Bildschirmarbeitsvorgaben könnten überarbeitet werden
Immerhin: Im Bundesarbeitsministerium (BMAS) beschäftigt man sich weiterhin damit, zumindest in Teilaspekten. Zwar ist von den Überlegungen der Vorgängerregierung nichts mehr übrig geblieben, einen Rechtsanspruch auf Arbeiten von Zuhause aus gesetzlich zu verankern. Aber: Die EU-Kommission überarbeitet die „Richtlinie 90/270/EWG über die Mindestvorschriften bezüglich der Sicherheit und des Gesundheitsschutzes bei der Arbeit an Bildschirmgeräten“, weiß man im BMAS. „Ein konkreter Zeitplan hierzu besteht zurzeit jedoch nicht.“ Seit 1990, also dem Jahr, in dem Nintendo das SuperNES auf den japanischen Markt brachte und Steve Jobs NeXT zum Erfolg verhelfen wollte, wird darin geregelt, welche Mindeststandards ein Arbeitsplatz mit Bildschirm erfüllen muss. In Deutschland ist sie als Teil der Arbeitsstättenverordnung umgesetzt und ist über die Technischen Regeln für Arbeitsstätten weiter ausspezifiziert. Die meinen allerdings in der Regel nur formale „Telearbeitsplätze“. Weshalb das BMAS mitteilt: Auch das „Erfordernis einer Technischen Regel für ortsflexible Bildschirmarbeit außerhalb von Arbeitsstätten“ solle geprüft werden. Sprich: Herr Müller und Herr Meier könnten bei der Arbeit im Zug, im Café oder auf dem Sofa ebenfalls mit wohlspezifizierten Vorgaben vor möglichen gesundheitlichen Spätfolgen geschützt werden.
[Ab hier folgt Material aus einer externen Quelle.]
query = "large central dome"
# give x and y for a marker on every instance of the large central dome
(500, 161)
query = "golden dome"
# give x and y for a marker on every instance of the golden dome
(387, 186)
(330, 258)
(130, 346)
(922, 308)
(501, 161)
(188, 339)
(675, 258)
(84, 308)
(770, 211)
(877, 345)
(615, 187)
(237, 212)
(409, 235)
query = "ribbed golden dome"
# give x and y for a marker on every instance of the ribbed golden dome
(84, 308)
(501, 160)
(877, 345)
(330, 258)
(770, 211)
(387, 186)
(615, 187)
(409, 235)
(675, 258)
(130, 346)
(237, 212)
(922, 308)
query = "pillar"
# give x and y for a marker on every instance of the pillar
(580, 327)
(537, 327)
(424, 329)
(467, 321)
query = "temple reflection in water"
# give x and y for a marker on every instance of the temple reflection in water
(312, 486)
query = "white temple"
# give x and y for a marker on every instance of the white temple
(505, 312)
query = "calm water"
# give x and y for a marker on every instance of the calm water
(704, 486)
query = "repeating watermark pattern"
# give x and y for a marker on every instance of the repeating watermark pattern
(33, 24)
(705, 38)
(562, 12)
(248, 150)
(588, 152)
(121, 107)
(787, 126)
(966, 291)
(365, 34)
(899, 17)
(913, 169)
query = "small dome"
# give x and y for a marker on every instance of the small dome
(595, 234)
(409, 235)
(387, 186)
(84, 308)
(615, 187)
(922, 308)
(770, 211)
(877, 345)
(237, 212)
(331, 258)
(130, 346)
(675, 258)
Außer Home-Office-Pauschale wenig Fortschritt
Was ist also die Zwischenbilanz in Sachen „Work from Home“? Tatsächlich gibt es so gut wie keine einheitlichen Befunde, auch sechs Jahre nach dem bundesweiten Lockdown am 22. März 2020. Viele der damals offenen Fragen sind bis heute kaum weiter geklärt, die damals schon veraltete und unzureichende Rechtslage hat sich seitdem kaum weiterentwickelt. Immerhin: Sechs Euro pro Tag Arbeit aus dem Heimbüro lassen sich steuerlich anrechnen, maximal 210 Tage pro Arbeitsjahr.
An anderer Stelle ist die weitgehend fehlende Rechtsweiterentwicklung aber auch positiv zu bewerten: Arbeitgeber haben weiterhin kein Recht darauf, dass ihre Arbeitnehmer nicht in die Firma kommen. Denn das Direktionsrecht kann das Arbeiten von zu Hause nicht umfassen, solange dies keine offizielle Betriebsstätte ist. Ob die Arbeitnehmer bei einer Spontanrückkehr in die Firmenumgebung vor Ort dann aber überhaupt arbeiten könnten, wäre nicht ihr Problem: Dafür Sorge zu tragen, liegt ausschließlich in der Verantwortung des Arbeitgebers. Die Wäsche allerdings müsste dann länger warten.